In this case, the governing equations switch to the supersaturated formulation, where excess moisture is assumed to exist as fine liquid droplets (fog) in the air stream. The enthalpy calculation accounts for the liquid water content.

Runge-Kutta 4th Order Integration¶

The system of ODEs is solved using the classical RK4 method:

Given the state vector \( \mathbf{y} = [w, \, h_a, \, Me]^T \) and the derivative function \( \mathbf{f}(T_w, \mathbf{y}) \):

[ \mathbf{k}_1 = \mathbf{f}(T_w, \mathbf{y}) ] [ \mathbf{k}_2 = \mathbf{f}\left(T_w + \tfrac{h}{2}, \, \mathbf{y} + \tfrac{h}{2}\mathbf{k}_1\right) ] [ \mathbf{k}_3 = \mathbf{f}\left(T_w + \tfrac{h}{2}, \, \mathbf{y} + \tfrac{h}{2}\mathbf{k}_2\right) ] [ \mathbf{k}_4 = \mathbf{f}(T_w + h, \, \mathbf{y} + h\,\mathbf{k}_3) ] [ \mathbf{y}(T_w + h) = \mathbf{y}(T_w) + \frac{h}{6}\left(\mathbf{k}_1 + 2\mathbf{k}_2 + 2\mathbf{k}_3 + \mathbf{k}_4\right) ]

where \( h = dT_w = (T_{w,in} - T_{w,out}) / N \).

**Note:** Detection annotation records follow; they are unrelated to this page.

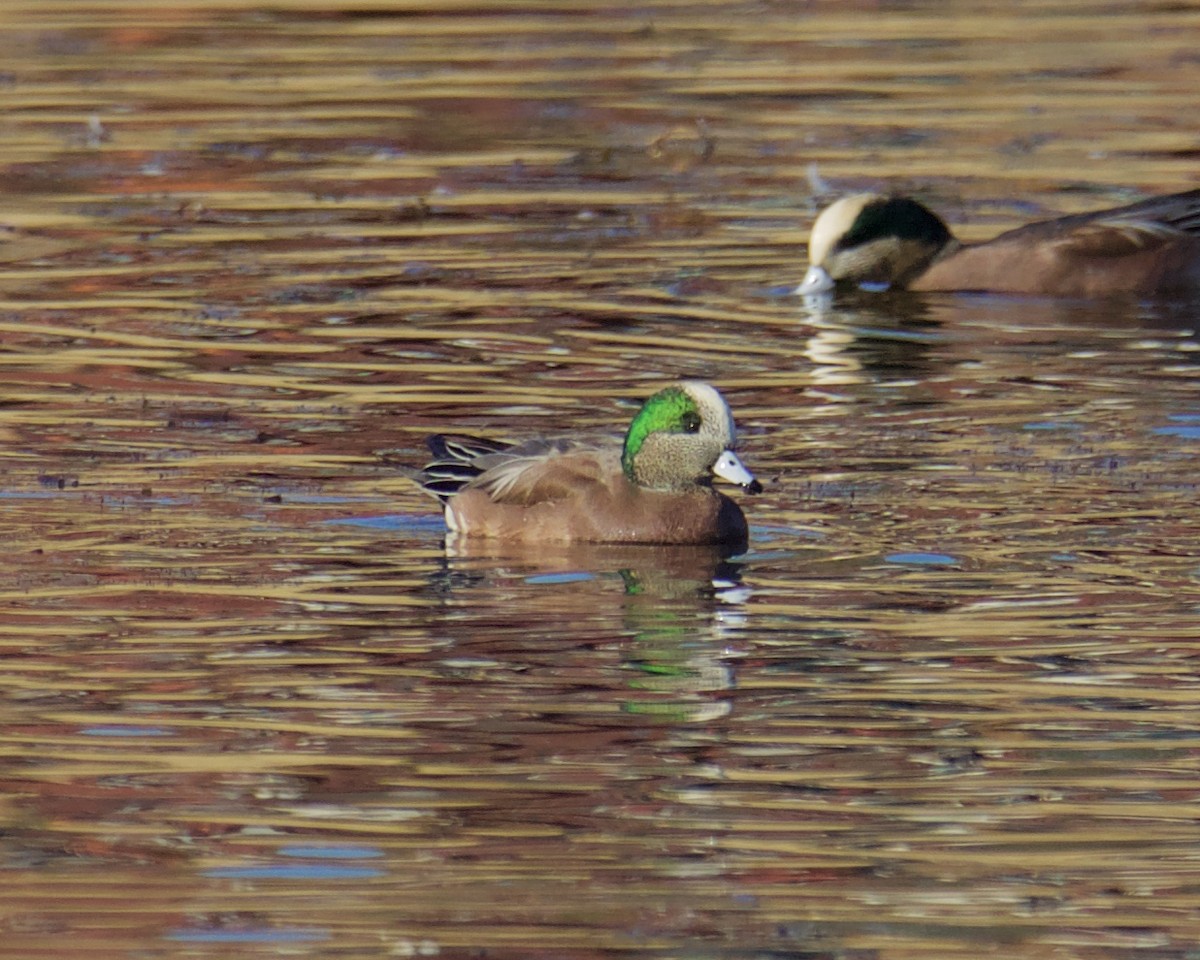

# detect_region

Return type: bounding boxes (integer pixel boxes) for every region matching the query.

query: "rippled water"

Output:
[0,0,1200,960]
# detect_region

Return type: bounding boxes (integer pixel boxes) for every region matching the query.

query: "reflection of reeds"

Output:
[0,0,1200,960]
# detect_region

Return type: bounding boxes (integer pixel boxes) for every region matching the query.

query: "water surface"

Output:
[0,0,1200,960]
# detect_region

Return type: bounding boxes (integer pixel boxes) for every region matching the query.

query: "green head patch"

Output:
[836,197,950,250]
[620,386,701,480]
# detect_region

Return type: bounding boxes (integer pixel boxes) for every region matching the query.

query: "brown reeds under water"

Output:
[0,0,1200,960]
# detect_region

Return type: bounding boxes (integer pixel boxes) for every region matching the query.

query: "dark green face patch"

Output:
[834,197,950,250]
[620,386,701,480]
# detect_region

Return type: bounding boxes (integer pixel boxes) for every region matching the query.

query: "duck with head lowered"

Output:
[407,380,762,544]
[796,190,1200,298]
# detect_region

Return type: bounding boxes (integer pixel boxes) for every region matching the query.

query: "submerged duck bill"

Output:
[796,265,834,295]
[713,450,762,493]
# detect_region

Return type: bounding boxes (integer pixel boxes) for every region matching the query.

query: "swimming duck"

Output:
[409,380,762,544]
[796,190,1200,298]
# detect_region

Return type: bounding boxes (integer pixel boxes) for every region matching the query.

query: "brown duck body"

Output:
[445,444,748,544]
[802,190,1200,298]
[409,380,762,546]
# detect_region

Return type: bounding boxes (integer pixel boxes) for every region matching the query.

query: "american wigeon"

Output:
[410,382,762,544]
[796,190,1200,298]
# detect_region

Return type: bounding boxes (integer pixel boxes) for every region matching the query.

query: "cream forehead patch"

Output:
[809,193,878,266]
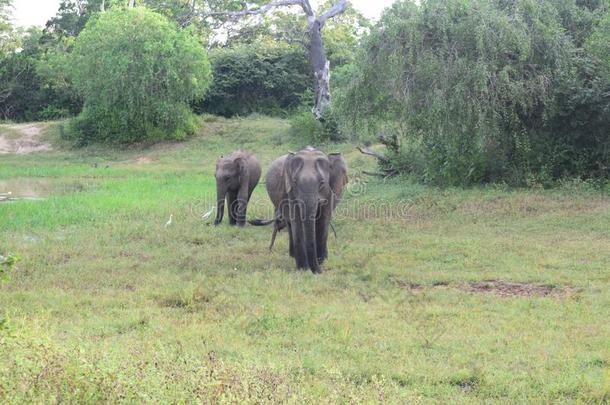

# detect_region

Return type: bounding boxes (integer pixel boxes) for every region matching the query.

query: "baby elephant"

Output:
[214,150,261,226]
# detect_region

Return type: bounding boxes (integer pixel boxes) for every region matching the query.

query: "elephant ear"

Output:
[328,153,348,198]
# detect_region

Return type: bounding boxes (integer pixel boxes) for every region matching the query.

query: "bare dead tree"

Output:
[203,0,347,120]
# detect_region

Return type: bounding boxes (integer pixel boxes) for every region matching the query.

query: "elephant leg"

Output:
[316,204,331,264]
[291,203,309,269]
[214,195,226,225]
[235,191,252,226]
[286,223,294,257]
[227,191,238,225]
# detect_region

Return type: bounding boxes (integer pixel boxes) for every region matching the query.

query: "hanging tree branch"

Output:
[202,0,347,120]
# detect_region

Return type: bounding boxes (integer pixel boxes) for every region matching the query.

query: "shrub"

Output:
[335,0,610,185]
[195,44,311,117]
[290,107,344,145]
[71,8,210,143]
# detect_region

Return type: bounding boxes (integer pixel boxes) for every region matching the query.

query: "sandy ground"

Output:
[0,124,53,155]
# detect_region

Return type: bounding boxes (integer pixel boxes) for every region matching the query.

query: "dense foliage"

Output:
[70,8,210,142]
[0,28,81,121]
[196,44,310,117]
[338,0,610,184]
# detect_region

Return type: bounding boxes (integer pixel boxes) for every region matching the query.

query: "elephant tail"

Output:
[248,219,275,226]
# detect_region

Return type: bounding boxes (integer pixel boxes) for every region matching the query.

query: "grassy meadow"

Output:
[0,117,610,404]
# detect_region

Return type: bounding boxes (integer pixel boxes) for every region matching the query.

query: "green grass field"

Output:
[0,117,610,404]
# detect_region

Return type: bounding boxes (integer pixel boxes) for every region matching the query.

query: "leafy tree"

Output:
[203,0,347,120]
[197,44,309,117]
[337,0,610,184]
[0,28,80,121]
[71,8,210,142]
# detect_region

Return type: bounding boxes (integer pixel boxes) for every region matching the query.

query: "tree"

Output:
[0,0,15,57]
[335,0,610,185]
[71,7,210,143]
[197,42,309,117]
[203,0,347,120]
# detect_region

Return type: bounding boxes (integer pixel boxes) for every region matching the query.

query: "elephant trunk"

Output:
[304,202,322,273]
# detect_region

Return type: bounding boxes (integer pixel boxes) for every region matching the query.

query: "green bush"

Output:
[290,107,344,145]
[335,0,610,185]
[195,44,311,117]
[70,8,210,143]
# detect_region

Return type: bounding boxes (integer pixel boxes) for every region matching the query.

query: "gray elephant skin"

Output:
[214,150,261,226]
[266,147,348,273]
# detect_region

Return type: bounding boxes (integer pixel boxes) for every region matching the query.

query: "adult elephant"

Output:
[214,150,261,226]
[266,146,347,273]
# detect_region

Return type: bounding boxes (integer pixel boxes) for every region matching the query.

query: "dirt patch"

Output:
[462,280,567,297]
[136,156,154,165]
[390,276,575,298]
[0,124,53,155]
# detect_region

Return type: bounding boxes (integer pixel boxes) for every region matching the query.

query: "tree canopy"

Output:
[70,8,210,142]
[339,0,610,184]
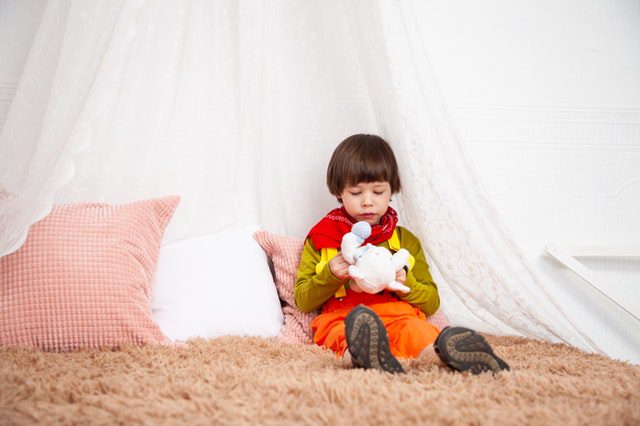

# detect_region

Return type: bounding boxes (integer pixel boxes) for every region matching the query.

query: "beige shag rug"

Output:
[0,336,640,425]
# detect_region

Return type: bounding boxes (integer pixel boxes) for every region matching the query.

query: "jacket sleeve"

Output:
[293,239,347,312]
[397,227,440,316]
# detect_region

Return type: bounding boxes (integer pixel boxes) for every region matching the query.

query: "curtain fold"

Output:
[0,0,598,350]
[0,0,140,255]
[343,0,599,350]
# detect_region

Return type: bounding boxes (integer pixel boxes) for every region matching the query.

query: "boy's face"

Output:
[340,182,391,225]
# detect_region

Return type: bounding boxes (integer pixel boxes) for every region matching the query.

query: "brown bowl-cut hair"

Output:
[327,134,402,201]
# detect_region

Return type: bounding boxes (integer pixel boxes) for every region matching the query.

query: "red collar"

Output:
[307,206,398,250]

The default number of steps is N = 50, which provides excellent accuracy for typical cooling tower conditions.

Implementation Algorithm¶

Input: Tw_in, Tw_out, Twb, Tdb, L/G, Patm, N_steps
Output: KaV/L, w_out, h_a_out

1. Compute inlet conditions: w_in, h_a_in from (Tdb, Twb, Patm)
2. Initialize state: y = [w_in, h_a_in, 0.0]
3. Set step size: dTw = (Tw_in - Tw_out) / N
4. For each step i = 0 to N-1:
   a. Tw = Tw_out + i * dTw
   b. Compute PoppeDerivatives(Tw, y, L/G, Patm):
      - w_s = saturation humidity at Tw
      - h'_s = saturation enthalpy at Tw
      - Le_f = Lewis factor (Bosnjakovic)
      - h_fg = latent heat at Tw
      - Check if w > w_s(T_air): choose unsaturated or supersaturated equations
      - Return [dw/dTw, dima/dTw, dMe/dTw]
   c. Compute k1, k2, k3, k4 (RK4 stages)
   d. Update: y = y + (dTw/6) * (k1 + 2*k2 + 2*k3 + k4)
5. KaV/L = y[2] (accumulated Merkel number)
6. w_out = y[0], h_a_out = y[1]

Comparison with Merkel Method¶

For the classic test case (Tw_in = 40 °C, Tw_out = 30 °C, Twb = 20 °C, L/G = 1.0):

Result	Poppe	Merkel	Difference
KaV/L	0.8144	0.8030	+1.4%
Q rejected (kW)	11.60	11.60	0.0%
Air outlet T (°C)	32.35	25.28	+7.07 K
Air outlet w (kg/kg)	0.02693	0.02904	-7.3%
Evaporation (kg/s)	0.00393	0.00452	-13.1%

When to Use Each Method

Merkel: Industry-standard for acceptance testing (CTI), quick parametric studies, preliminary design.
Poppe: Detailed design, research, cases with high L/G or near-saturation air, when accurate evaporation prediction is needed.

References¶

Poppe, M. and Rogener, H. "Berechnung von Ruckkuhlwerken." VDI-Warmeatlas, Section Mi 1-15, VDI-Verlag, Dusseldorf, 1991.
Kloppers, J.C. and Kroger, D.G. "The Lewis factor and its influence on the performance prediction of wet-cooling towers." International Journal of Thermal Sciences, Vol. 44(9), pp. 879-884, 2005. https://doi.org/10.1016/j.ijthermalsci.2005.03.006
Kloppers, J.C. and Kroger, D.G. "A critical investigation into the heat and mass transfer analysis of counterflow wet-cooling towers." International Journal of Heat and Mass Transfer, Vol. 48(3-4), pp. 765-777, 2005. https://doi.org/10.1016/j.ijheatmasstransfer.2004.09.004
Bosnjakovic, F. Technische Thermodynamik. Theodor Steinkopff, Dresden, 1965.